You're very welcome, and thank you! I trust it will continue to grow so long as I continue to make the best lessons I can. If you know anyone who might benefit from my lessons, please do pass them along and that will help the channel grow! For now, I am continuing to enjoy being able to respond to every comment I receive, but it is getting harder. Appreciate your support!
Thanks for watching and great question! You said “deg(v0) + deg(v1) + 1” but I am assuming you meant to write deg(v0) + deg(vk) + 1. The +1 counts vk, and we are actually counting v0 with deg(v0). I know that is a bit unintuitive, but it is because for each neighbor of v0, the preceding vertex cannot be adjacent to vk. One of the possible neighbors of v0 is v1, so we are counting the preceding vertex - v0 - as a vertex that vk cannot be adjacent to. Then deg(vk) counts all the vertices that vk IS adjacent to, and then +1 counts vk. We know at least that many vertices are on the path. Does that help?
@@WrathofMath And the last vertex to which V is neighbour to is not counted , So the total number of vertex Vk cannot be neighbour to is - Degree of Vo + Vo - Last vertex Vj = Degree of Vo Isnt it
Did you read my original reply to Praful's comment? I explained it in that reply, but let me try to reiterate it here. This is discussed in a contradiction section of the proof. We suppose there is no Hamilton cycle. Thus we know that any neighbor of v0 cannot be immediately preceded by a neighbor of vk in the path, otherwise we would have a Hamilton cycle. Then, when counting the vertices on the path, even though deg(v0) is the number of neighbors v0 has, we aren't using deg(v0) to count v0's neighbors. Remember that any neighbor of v0 CANNOT be preceded by a neighbor of vk in the path. So we actually use deg(v0) to count the vertices that precede neighbors of v0, this way we count up only vertices that are not neighbors of vk, and so when we add deg(vk) to this count, we know we haven't double counted any. So again, deg(v0) is being used in this proof to count the vertices that precede neighbors of v0 on the path. One neighbor of v0 is v1, which is preceded by v0 on the path, and so deg(v0) is counting v0. Does that help at all?
@@WrathofMath thanks ALOT! I'm doing a bachelor in data science and this Playlist has been literally saving me this period. I love the way you approach this providing concrete proofs. I mostly would pick a related thesis. 😊😊
Thanks for watching Ragil! My videos don't have subtitles aside from the auto-generated RUclips captions. I try to speak very clearly so those are probably okay. You can turn them on using the "CC" button on the video player, which stands for closed captions. Hope that is some help!

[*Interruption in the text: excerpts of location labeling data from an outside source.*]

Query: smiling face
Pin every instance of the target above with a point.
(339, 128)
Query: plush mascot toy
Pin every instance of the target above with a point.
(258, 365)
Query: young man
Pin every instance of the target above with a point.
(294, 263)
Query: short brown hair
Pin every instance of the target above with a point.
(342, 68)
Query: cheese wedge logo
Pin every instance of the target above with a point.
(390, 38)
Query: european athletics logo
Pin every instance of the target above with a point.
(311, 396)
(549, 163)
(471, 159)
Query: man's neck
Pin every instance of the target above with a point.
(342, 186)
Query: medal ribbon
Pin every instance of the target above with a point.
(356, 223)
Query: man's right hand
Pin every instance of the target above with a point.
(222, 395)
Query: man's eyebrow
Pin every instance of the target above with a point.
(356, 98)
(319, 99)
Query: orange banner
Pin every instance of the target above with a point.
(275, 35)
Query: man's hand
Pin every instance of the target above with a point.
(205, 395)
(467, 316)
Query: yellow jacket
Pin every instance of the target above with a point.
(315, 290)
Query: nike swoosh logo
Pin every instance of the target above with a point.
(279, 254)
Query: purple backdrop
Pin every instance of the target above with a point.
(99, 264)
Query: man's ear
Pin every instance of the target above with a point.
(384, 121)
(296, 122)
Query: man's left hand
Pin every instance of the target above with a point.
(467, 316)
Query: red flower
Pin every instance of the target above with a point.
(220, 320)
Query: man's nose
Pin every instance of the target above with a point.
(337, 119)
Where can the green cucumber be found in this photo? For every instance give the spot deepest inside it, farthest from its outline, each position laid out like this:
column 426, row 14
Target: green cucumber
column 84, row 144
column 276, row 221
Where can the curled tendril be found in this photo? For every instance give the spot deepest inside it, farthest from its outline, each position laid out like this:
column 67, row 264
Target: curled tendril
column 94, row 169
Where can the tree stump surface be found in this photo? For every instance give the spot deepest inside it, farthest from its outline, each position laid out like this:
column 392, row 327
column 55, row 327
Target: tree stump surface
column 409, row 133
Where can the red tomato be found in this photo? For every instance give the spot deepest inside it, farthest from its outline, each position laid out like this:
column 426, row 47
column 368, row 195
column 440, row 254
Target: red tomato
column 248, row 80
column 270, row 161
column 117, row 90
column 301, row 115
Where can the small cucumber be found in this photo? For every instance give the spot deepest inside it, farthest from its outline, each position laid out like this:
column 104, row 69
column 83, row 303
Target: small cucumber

Mr. can you show me how the condition of the graphs satisfies the dirac theorem? I want to know that my understanding about dirac's theorem is right or wrong.
This is probably the trickiest part of the proof, and I don't know if a plaintext description will help, but I'll give it a try. At this point in the proof, we just claimed that a Hamiltonian cycle exists, made up primarily of that path P. If v0 is adjacent to vk then there is our cycle and we're done. If that's not the case, then the only way we'd get a Hamilton cycle is if vk is adjacent to some vj and v0 is adjacent to vj+1. Thus, if we suppose for contradiction that we don't have a cycle, then the aforementioned vj and vj+1 must not exist. Supposing such a vj and vj+1 do not exist causes a contradiction, because this means that any time v0 is adjacent to some vertex vj+1, vk must NOT be adjacent to vj. So every neighbor of v0 gives us a non-neighbor of vk. But since all deg(v0) of the neighbors of v0 lie on the path, and also all the deg(vk) neighbors of vk lie on the path, and also vk lies on the path, we have that at least (n/2) + (n/2) + 1 vertices must lie on the path, and perhaps more. This is too many, since it exceeds the order of the graph. When we write deg(v0) + deg(vk) + 1 in the proof, it's important to recognize that deg(v0) is not actually there to count the neighbors of v0, it is there to count the NON-neighbors of vk, because as we said earlier each neighbor of v0 gives us a non-neighbor of vk. All of these non-neighbors must lie on the path, and certainly the actual deg(vk) neighbors of vk also lie on the path.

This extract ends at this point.